Sunday, May 12, 2013

40 and Beyond

Yesterday was my fortieth birthday.  I can not believe that I am actually 40.  Not because 40 is really old, but because time is going by SO FAST.  Wasn't I just 25?!  I still feel like I am 25. I guess it is good to feel young, even if the body isn't quite on board.  It was a great day.  I got the above banjo from the family. I have been wanting to learn to play it for so long, that I could barely put it down.  My goal is that by 45, I will be good enough/brave enough to join the Sunday bluegrass jam session at a local restaurant. 

I have also been thinking about how I want to handle to 40s.  A top priority is to take better care of my health; both physically and mentally.  I have a long family history of diabetes, obesity, high cholesterol, etc.  I don't want to go down that road. I figure it is about time I start taking these things seriously and try to avoid them - especially since a lot of them are lifestyle related.

I also want to make sure I utilize my time in ways that are productive and fulfilling.  As the kids are getting older and I only have more more class to take, my schedule is starting to open up.  I am really reflecting on how I want to spend it.  How can I make a difference? What sort of work do I want to pursue? Where do I want to put my volunteer time? I feel blessed that our family is strong and I want to make sure those bonds stay that way.

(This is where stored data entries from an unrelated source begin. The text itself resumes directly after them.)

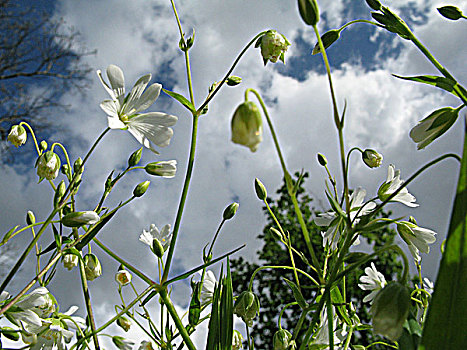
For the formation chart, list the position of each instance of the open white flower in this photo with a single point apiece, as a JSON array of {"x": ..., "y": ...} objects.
[
  {"x": 417, "y": 238},
  {"x": 393, "y": 182},
  {"x": 123, "y": 111},
  {"x": 332, "y": 221},
  {"x": 373, "y": 281}
]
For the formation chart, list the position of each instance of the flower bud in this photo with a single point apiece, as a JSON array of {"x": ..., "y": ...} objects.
[
  {"x": 281, "y": 340},
  {"x": 372, "y": 158},
  {"x": 322, "y": 159},
  {"x": 17, "y": 135},
  {"x": 390, "y": 309},
  {"x": 123, "y": 277},
  {"x": 233, "y": 80},
  {"x": 70, "y": 261},
  {"x": 135, "y": 157},
  {"x": 246, "y": 307},
  {"x": 260, "y": 190},
  {"x": 328, "y": 39},
  {"x": 273, "y": 46},
  {"x": 450, "y": 12},
  {"x": 309, "y": 11},
  {"x": 80, "y": 218},
  {"x": 141, "y": 189},
  {"x": 92, "y": 267},
  {"x": 247, "y": 126},
  {"x": 230, "y": 211},
  {"x": 165, "y": 169},
  {"x": 124, "y": 323},
  {"x": 48, "y": 166},
  {"x": 30, "y": 218}
]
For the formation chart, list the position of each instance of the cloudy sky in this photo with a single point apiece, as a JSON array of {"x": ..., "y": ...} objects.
[{"x": 142, "y": 36}]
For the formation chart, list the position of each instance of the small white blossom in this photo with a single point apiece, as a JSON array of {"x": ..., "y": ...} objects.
[
  {"x": 373, "y": 281},
  {"x": 123, "y": 111},
  {"x": 393, "y": 182}
]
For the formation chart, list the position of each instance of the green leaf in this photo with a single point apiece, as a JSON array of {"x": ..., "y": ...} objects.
[
  {"x": 446, "y": 315},
  {"x": 182, "y": 99}
]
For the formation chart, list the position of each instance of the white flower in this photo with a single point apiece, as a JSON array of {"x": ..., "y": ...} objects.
[
  {"x": 373, "y": 281},
  {"x": 417, "y": 238},
  {"x": 164, "y": 236},
  {"x": 393, "y": 182},
  {"x": 332, "y": 221},
  {"x": 123, "y": 112},
  {"x": 209, "y": 284},
  {"x": 17, "y": 135}
]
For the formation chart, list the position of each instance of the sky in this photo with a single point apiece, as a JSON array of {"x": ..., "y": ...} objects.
[{"x": 142, "y": 36}]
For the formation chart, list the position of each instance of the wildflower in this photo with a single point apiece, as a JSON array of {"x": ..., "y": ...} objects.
[
  {"x": 163, "y": 237},
  {"x": 417, "y": 238},
  {"x": 372, "y": 158},
  {"x": 92, "y": 267},
  {"x": 17, "y": 135},
  {"x": 48, "y": 166},
  {"x": 373, "y": 281},
  {"x": 390, "y": 310},
  {"x": 247, "y": 126},
  {"x": 123, "y": 277},
  {"x": 273, "y": 46},
  {"x": 165, "y": 169},
  {"x": 393, "y": 182},
  {"x": 332, "y": 220},
  {"x": 123, "y": 111},
  {"x": 122, "y": 343},
  {"x": 209, "y": 285}
]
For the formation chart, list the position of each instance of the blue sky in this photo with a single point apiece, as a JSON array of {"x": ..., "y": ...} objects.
[{"x": 141, "y": 37}]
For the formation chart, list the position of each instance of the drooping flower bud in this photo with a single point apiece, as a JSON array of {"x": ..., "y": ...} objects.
[
  {"x": 141, "y": 188},
  {"x": 230, "y": 211},
  {"x": 273, "y": 46},
  {"x": 282, "y": 340},
  {"x": 92, "y": 267},
  {"x": 165, "y": 169},
  {"x": 247, "y": 126},
  {"x": 247, "y": 307},
  {"x": 123, "y": 277},
  {"x": 390, "y": 309},
  {"x": 17, "y": 135},
  {"x": 48, "y": 166},
  {"x": 372, "y": 158},
  {"x": 80, "y": 218}
]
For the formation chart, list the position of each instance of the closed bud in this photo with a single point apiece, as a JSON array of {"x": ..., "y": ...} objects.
[
  {"x": 374, "y": 4},
  {"x": 372, "y": 158},
  {"x": 165, "y": 169},
  {"x": 135, "y": 157},
  {"x": 260, "y": 190},
  {"x": 124, "y": 323},
  {"x": 233, "y": 80},
  {"x": 328, "y": 39},
  {"x": 17, "y": 135},
  {"x": 389, "y": 310},
  {"x": 247, "y": 126},
  {"x": 92, "y": 267},
  {"x": 30, "y": 218},
  {"x": 309, "y": 11},
  {"x": 322, "y": 159},
  {"x": 230, "y": 211},
  {"x": 450, "y": 12},
  {"x": 141, "y": 189},
  {"x": 48, "y": 166},
  {"x": 80, "y": 218},
  {"x": 281, "y": 340}
]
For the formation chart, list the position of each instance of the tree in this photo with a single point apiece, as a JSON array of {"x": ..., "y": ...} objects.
[
  {"x": 270, "y": 286},
  {"x": 36, "y": 50}
]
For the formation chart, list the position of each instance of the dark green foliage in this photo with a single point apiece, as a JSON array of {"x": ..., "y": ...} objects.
[{"x": 272, "y": 289}]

Any advice for the new decade?  I am very much looking forward to what it brings!

Monday, May 6, 2013

Medical Records

Husband was recently cleaning out some old paperwork.  He came across my childhood Navy medical records.  My father was a navigator for airplanes in the Navy, and we spent my early childhood moving around.  He later transferred to the Reserves and we settled in Iowa for good.  Anyway, I have often asserted that I did have the small pox vaccine.  People kept telling me that it was impossible, because they had phased them out by 1974.  I kept insisting they were wrong.  Well, it appears we are both right.  I DID have the vaccine, but we were living on a Naval base in Spain when I got it.  I am guessing that while they were phased out in the US, military personnel and families (especially overseas) were still being vaccinated. 

The second discovery was the proof that I am, indeed, allergic to tincture of benzoin.  I can not tell you how many times that I have written this down on medical forms to have doctors look at my like I am crazy.  It is only used in very specific circumstance.  For instance, if you have had an epidural, they sprayed your back with it to help the adhesive work better.  It is interesting to note, in the records, those doctors also thought it was something else until they realized it was an actual allergy.  I was around five and remember this very vividly.  I had had surgery on my neck and it completely swelled up. It was awful and not something I ever want to happen again.

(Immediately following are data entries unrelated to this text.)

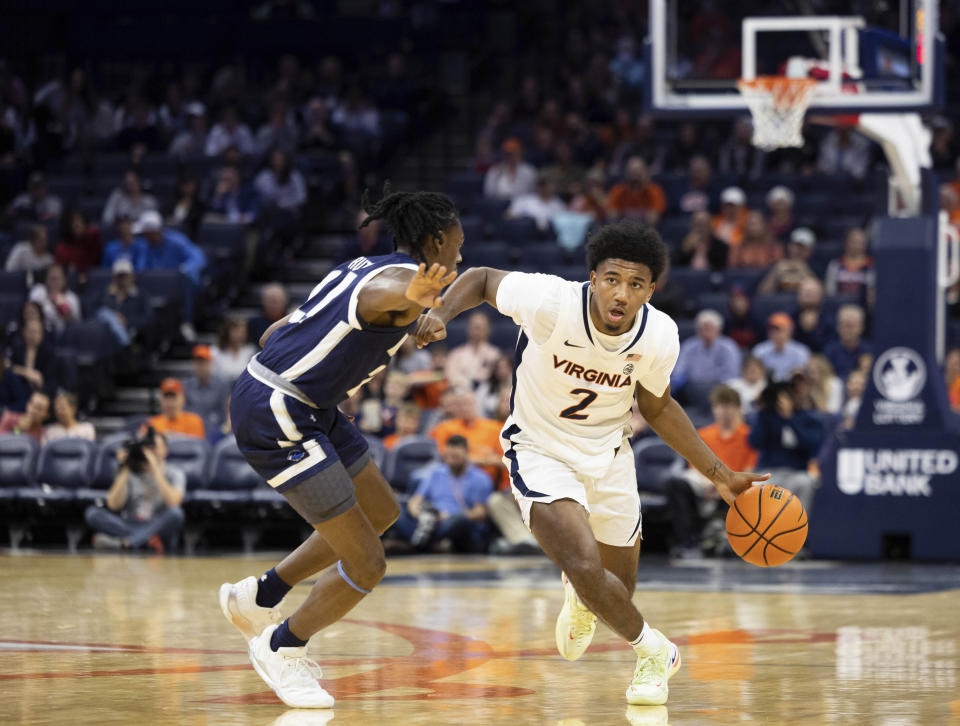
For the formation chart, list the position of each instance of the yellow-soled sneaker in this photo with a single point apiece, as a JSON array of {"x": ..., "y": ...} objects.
[
  {"x": 649, "y": 686},
  {"x": 575, "y": 624}
]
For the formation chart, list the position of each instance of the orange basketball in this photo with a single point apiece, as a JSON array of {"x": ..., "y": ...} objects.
[{"x": 767, "y": 525}]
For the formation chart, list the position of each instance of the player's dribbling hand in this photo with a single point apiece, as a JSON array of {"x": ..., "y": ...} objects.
[
  {"x": 739, "y": 481},
  {"x": 426, "y": 286},
  {"x": 429, "y": 329}
]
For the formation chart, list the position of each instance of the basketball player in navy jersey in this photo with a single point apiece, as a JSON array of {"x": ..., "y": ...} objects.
[
  {"x": 287, "y": 425},
  {"x": 584, "y": 353}
]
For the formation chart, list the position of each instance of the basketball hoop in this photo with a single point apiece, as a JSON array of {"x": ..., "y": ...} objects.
[{"x": 778, "y": 105}]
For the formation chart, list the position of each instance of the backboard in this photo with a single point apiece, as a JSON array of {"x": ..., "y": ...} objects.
[{"x": 867, "y": 55}]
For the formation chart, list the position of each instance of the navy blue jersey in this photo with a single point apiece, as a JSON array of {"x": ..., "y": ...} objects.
[{"x": 326, "y": 350}]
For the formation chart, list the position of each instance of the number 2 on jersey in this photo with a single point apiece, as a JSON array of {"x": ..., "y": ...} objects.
[{"x": 573, "y": 412}]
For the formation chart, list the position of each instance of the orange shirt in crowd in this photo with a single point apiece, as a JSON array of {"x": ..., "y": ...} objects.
[
  {"x": 483, "y": 438},
  {"x": 186, "y": 424},
  {"x": 627, "y": 200},
  {"x": 733, "y": 450}
]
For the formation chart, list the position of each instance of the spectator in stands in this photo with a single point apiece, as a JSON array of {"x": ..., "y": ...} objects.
[
  {"x": 407, "y": 424},
  {"x": 473, "y": 362},
  {"x": 279, "y": 132},
  {"x": 143, "y": 503},
  {"x": 273, "y": 304},
  {"x": 79, "y": 247},
  {"x": 204, "y": 393},
  {"x": 65, "y": 408},
  {"x": 141, "y": 130},
  {"x": 741, "y": 324},
  {"x": 128, "y": 200},
  {"x": 282, "y": 193},
  {"x": 229, "y": 132},
  {"x": 191, "y": 143},
  {"x": 60, "y": 306},
  {"x": 167, "y": 249},
  {"x": 844, "y": 152},
  {"x": 729, "y": 224},
  {"x": 449, "y": 503},
  {"x": 683, "y": 149},
  {"x": 565, "y": 173},
  {"x": 233, "y": 350},
  {"x": 126, "y": 245},
  {"x": 512, "y": 176},
  {"x": 779, "y": 353},
  {"x": 845, "y": 352},
  {"x": 750, "y": 383},
  {"x": 787, "y": 274},
  {"x": 483, "y": 434},
  {"x": 541, "y": 207},
  {"x": 173, "y": 419},
  {"x": 637, "y": 196},
  {"x": 852, "y": 273},
  {"x": 738, "y": 156},
  {"x": 14, "y": 390},
  {"x": 36, "y": 204},
  {"x": 122, "y": 307},
  {"x": 786, "y": 441},
  {"x": 853, "y": 396},
  {"x": 700, "y": 249},
  {"x": 31, "y": 356},
  {"x": 780, "y": 211},
  {"x": 757, "y": 248},
  {"x": 697, "y": 197},
  {"x": 825, "y": 388},
  {"x": 706, "y": 359},
  {"x": 691, "y": 497},
  {"x": 592, "y": 199},
  {"x": 29, "y": 423},
  {"x": 814, "y": 326},
  {"x": 30, "y": 256},
  {"x": 232, "y": 201},
  {"x": 488, "y": 392},
  {"x": 187, "y": 210}
]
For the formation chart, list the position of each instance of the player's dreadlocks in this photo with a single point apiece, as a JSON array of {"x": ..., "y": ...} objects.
[{"x": 411, "y": 216}]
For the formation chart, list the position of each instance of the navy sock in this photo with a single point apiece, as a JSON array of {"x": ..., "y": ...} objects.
[
  {"x": 270, "y": 589},
  {"x": 283, "y": 638}
]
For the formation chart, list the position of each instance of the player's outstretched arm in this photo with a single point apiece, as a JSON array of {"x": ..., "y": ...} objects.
[
  {"x": 671, "y": 423},
  {"x": 475, "y": 286}
]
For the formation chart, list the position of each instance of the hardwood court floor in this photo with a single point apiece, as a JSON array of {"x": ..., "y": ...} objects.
[{"x": 107, "y": 639}]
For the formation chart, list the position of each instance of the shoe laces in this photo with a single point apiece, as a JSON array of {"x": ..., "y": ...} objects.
[{"x": 303, "y": 670}]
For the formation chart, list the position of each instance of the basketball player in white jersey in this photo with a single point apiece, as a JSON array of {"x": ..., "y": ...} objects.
[{"x": 584, "y": 352}]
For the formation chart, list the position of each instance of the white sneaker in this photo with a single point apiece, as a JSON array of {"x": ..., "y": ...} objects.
[
  {"x": 238, "y": 601},
  {"x": 575, "y": 624},
  {"x": 293, "y": 676},
  {"x": 649, "y": 686}
]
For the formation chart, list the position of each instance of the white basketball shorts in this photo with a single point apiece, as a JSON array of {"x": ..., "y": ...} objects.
[{"x": 611, "y": 501}]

Recently, I had to have a mammogram and ultrasound for a suspicious mass.  Everything is fine.  The technician, though, asked me a bunch of questions regarding any previous issues.  In fact, I have had earlier issues including ultrasounds.  She asked me when.  I completely blanked out.  This is something I should know.  She told me that she advises patients to keep a running journal of all their procedures and major medical issues.  It is amazing what you think will remember, but how much you actually forget. So true.  Moral of the story?  Write it down. You are your best advocate and historian.

Saturday, May 4, 2013

Friendship

How do you define friendship? Do you put certain parameters and rules on it? Are there expectations that must be met?  I have been thinking about this for awhile.  This year has seen so many losses, I feel a bit adrift.  When I was headed to my friend's memorial service and feeling particularly down and needing to talk, I reached out to a friend who lives an ocean away.  I particularly hate to cry in front of people. It is mortifying for this introvert.  But, I knew F. was the one person who could hear my tears and it would be ok.  And he did, and it was ok. I realized that it doesn't matter if he is in Italy.  Friends don't have to live next door to be there for you.  A friend is there when you need someone to listen and to care.

Thursday, May 2, 2013

Hard

I am surprised at how hard I am taking my friend's suicide.  I keep thinking of his daughters who never got to know the awesome person that he was.  Instead they will only know of a father who was distant and estranged and who left them. The memorial service was so hard.  It was hard to see how he had isolated himself, it was hard to see his daughters devastated, and it was hard to know that so many people tried to help and it wasn't enough. Death is so final and it didn't have to end this way.